Phase 4 (~30 min): CCP routes /upgrade-release + /upgrade-release/preview + Zod schema.

Phase 5 (~2-3 hr): "Upgrade to Release" UI button + preview modal + env-coverage warning.

Phase 6 (~1 hr): Tag v2.10.3 in changemaker.lite, push images with tag, trigger upgrade-release on marcelle via CCP UI, verify mkdocs untouched + containers on new tag.

Total remaining: 11-14 hours. Recommended split:

  • Session 2: complete Phase 0 (render harness + iterate template + env.hbs sync + static file syncs). ~half day.
  • Session 3: Phases 1-5. ~half day.
  • Session 4: Phase 6 E2E test. ~1 hour.

Critical files for Approach C

Already modified this session:

  • changemaker-control-panel/templates/docker-compose.yml.hbs — overlay from prod compose with minimal Handlebars markup.
  • changemaker-control-panel/templates/docker-compose.yml.hbs.OLD-style-pre-approach-c — preserved old template.

To be modified in next sessions (per plan):

  • changemaker-control-panel/templates/env.hbs (Phase 0 audit)
  • changemaker-control-panel/templates/configs/** (Phase 0 syncs)
  • changemaker-control-panel/api/prisma/schema.prisma (Phase 1)
  • changemaker-control-panel/api/prisma/migrations/<ts>_add_instance_image_tag/ (Phase 1)
  • changemaker-control-panel/api/src/services/template-engine.ts line 211 (Phase 1)
  • changemaker-control-panel/api/src/services/upgrade.service.ts (Phases 2-3)
  • changemaker-control-panel/api/src/services/remote-driver.ts + local-driver.ts + execution-driver.ts (Phase 2)
  • changemaker-control-panel/agent/src/routes/files.routes.ts + services/file.service.ts (Phase 2)
  • changemaker-control-panel/api/src/modules/instances/instances.routes.ts + instances.schemas.ts (Phase 4)
  • changemaker-control-panel/admin/src/pages/InstanceDetailPage.tsx (Phase 5)

Memory key gotchas (write to MEMORY.md next session)

  1. CCP template vs prod compose: were divergent, now aligned.
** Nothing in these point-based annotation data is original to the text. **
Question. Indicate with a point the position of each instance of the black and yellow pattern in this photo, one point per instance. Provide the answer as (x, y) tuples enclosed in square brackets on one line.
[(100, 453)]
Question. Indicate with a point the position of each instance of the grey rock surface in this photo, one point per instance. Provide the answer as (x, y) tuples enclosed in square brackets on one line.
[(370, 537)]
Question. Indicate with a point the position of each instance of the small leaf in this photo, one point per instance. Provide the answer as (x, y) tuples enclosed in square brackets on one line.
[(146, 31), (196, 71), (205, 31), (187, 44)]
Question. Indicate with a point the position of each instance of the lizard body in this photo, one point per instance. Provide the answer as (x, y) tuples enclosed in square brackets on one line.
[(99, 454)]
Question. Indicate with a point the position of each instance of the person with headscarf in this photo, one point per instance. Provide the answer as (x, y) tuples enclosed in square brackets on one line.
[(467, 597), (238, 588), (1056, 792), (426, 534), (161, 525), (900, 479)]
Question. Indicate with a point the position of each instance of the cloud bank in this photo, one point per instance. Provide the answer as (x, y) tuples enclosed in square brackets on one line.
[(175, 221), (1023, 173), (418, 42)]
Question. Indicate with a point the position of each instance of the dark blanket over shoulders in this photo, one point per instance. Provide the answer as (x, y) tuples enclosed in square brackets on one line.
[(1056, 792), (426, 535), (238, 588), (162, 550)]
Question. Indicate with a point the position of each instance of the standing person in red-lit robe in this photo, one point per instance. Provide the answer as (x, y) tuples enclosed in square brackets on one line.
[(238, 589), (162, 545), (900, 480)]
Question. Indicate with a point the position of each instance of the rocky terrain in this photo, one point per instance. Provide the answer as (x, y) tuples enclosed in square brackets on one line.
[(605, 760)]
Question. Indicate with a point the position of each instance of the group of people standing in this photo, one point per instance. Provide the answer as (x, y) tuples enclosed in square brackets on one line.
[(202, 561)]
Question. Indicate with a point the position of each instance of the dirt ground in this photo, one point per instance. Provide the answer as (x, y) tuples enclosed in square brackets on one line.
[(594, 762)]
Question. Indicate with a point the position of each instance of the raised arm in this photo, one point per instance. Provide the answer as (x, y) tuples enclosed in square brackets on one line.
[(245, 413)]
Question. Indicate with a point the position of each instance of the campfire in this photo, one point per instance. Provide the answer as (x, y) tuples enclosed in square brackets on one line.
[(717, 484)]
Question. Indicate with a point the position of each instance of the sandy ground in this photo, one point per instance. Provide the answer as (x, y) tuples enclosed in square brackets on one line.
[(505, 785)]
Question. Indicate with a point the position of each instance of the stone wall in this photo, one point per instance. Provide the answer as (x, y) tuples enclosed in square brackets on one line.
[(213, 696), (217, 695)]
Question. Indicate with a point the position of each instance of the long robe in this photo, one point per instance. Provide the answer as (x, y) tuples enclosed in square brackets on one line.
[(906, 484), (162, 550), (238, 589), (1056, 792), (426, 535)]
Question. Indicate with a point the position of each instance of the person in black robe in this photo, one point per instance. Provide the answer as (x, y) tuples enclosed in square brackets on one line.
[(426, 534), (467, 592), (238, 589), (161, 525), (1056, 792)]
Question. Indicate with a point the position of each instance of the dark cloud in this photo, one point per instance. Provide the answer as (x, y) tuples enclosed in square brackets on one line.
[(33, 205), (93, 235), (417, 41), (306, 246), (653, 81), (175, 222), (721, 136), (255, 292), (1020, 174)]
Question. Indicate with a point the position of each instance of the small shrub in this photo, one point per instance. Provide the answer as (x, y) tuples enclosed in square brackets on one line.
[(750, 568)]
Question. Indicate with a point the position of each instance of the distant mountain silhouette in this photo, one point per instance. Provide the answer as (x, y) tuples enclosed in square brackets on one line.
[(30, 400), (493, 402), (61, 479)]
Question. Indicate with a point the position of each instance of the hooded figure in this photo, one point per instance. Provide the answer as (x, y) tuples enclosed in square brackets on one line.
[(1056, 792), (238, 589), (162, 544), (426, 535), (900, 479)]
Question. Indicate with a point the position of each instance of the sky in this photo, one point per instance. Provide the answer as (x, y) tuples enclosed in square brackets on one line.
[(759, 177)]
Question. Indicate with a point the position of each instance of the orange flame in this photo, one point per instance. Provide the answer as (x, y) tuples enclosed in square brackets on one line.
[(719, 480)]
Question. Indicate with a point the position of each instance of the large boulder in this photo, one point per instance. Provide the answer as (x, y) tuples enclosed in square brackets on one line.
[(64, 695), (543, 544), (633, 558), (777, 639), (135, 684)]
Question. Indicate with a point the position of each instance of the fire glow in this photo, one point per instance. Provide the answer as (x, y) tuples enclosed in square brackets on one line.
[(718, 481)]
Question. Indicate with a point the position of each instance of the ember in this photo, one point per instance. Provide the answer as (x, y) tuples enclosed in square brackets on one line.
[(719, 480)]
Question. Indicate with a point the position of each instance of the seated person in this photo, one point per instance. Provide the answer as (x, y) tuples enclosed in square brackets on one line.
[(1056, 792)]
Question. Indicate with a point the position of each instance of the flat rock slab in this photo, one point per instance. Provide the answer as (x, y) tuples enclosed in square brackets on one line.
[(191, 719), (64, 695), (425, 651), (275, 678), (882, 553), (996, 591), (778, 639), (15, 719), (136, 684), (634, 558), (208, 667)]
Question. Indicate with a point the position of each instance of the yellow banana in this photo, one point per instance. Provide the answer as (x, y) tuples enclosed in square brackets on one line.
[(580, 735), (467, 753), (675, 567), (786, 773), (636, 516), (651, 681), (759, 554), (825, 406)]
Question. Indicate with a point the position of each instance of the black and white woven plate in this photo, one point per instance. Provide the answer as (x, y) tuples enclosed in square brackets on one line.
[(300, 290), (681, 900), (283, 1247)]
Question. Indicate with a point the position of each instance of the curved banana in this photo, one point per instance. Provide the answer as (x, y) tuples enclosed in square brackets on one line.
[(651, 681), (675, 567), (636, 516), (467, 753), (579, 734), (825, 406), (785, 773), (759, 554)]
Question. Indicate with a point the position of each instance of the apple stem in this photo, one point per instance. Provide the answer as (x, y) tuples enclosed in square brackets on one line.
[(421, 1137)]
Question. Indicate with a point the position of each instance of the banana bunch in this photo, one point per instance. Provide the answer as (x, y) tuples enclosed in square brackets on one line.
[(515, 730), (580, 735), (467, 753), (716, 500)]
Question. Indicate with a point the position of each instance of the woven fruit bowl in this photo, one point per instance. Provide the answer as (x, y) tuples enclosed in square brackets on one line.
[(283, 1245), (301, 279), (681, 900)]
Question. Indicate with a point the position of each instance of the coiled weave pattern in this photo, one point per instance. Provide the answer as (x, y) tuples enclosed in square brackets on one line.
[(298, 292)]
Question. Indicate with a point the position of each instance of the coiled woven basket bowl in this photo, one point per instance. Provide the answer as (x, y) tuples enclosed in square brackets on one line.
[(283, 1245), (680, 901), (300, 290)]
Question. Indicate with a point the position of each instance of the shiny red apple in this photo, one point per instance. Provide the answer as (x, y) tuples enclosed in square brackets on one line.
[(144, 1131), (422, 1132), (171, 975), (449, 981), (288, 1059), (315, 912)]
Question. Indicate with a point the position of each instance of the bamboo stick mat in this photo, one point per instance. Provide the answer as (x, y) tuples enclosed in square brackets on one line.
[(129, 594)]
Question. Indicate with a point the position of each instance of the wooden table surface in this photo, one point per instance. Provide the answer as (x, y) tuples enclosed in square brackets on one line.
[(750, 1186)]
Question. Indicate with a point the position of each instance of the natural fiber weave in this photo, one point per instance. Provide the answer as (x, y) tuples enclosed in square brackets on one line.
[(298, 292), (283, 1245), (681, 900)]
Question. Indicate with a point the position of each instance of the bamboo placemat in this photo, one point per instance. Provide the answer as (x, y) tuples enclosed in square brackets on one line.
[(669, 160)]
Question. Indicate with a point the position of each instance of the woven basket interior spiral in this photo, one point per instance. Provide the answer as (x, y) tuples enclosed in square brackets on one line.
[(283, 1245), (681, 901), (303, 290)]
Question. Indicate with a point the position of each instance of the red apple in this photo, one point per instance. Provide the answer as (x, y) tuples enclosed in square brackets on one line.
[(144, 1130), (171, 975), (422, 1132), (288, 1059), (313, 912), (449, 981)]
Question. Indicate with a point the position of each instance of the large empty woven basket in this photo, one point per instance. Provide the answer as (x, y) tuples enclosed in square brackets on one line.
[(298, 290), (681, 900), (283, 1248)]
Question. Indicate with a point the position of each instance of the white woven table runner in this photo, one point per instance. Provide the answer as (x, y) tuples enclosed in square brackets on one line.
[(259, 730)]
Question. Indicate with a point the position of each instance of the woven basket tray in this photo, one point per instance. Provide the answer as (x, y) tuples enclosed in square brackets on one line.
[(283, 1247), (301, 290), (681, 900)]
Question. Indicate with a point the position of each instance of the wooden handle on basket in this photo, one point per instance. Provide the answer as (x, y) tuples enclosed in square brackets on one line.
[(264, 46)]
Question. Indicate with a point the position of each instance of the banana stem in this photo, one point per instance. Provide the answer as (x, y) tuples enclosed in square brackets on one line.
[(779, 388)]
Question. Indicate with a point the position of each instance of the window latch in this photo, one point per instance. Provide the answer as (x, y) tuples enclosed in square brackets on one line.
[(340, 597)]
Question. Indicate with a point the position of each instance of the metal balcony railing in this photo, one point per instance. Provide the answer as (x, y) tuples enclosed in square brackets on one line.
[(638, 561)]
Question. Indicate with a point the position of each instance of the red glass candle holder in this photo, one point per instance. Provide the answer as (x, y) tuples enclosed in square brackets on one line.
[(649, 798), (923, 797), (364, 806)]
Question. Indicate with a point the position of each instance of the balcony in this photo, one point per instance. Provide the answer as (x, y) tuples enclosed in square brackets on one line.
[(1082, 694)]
As of this session, templates/docker-compose.yml.hbs is structurally a near-mirror of docker-compose.prod.yml. Going forward, any new service in prod compose must be ported into the template manually (or via a future CI drift check).

  2. bnkops's ccp-agent is locally built, not pulled from registry. Has a build: directive in compose. The other 6 tenants pull gitea.bnkops.com/admin/changemaker-ccp-agent:latest.

  3. install.sh tenants (isRegistered=true) lack encryptedSecrets in CCP DB. Approach C must skip env.hbs rendering for them — they keep their tarball-provisioned .env. The pre-flight envCoverage check is the safety net.

  4. n4 SSH lacks marcelle's host key by default — first ssh n4 → marcelle connection needs StrictHostKeyChecking=accept-new or interactive accept. Other tenants in the lab have the same pattern.

  5. docker save | ssh ... docker load is the registry-less image distribution path when n4 doesn't have docker login to gitea.bnkops.com. Worked well for the ccp-agent rollout this session.

  6. set -o pipefail + grep -q shorts the pipeline because grep closes the pipe early on first match, sending SIGPIPE to the writer. Solution: capture upstream output into a variable, then grep against the variable. (Bug found + fixed in scripts/image-upgrade.sh during this session.)


CCP access (unchanged)

URL:       http://n4-bnkops.taile33572.ts.net:5100  (UI)
           http://n4-bnkops.taile33572.ts.net:5000  (API)
User:      admin@thebunkerops.ca
Password:  NRTgHdC7Zxxs2P2UmNwnEbn3jTwU8uJN  (seed)
Role:      SUPER_ADMIN

Where to start next session

Recommended:

  1. Read this doc + /home/bunker-admin/.claude/plans/insight-temporal-bachman.md (Approach C plan) first.
  2. Phase 0 completion: finish the template rewrite. Build a render harness (api/scripts/render-for-instance.ts), render against marcelle/linda/pia, iterate until structural-clean.
  3. Commit Phase 0 as standalone PR with rendered-vs-actual diffs in description.
  4. Move to Phases 1-5 in a second commit/PR.
  5. Phase 6 manual E2E.

Approach B is in production-ready state across the fleet. Approach C is the longer-term path for releases that change orchestration.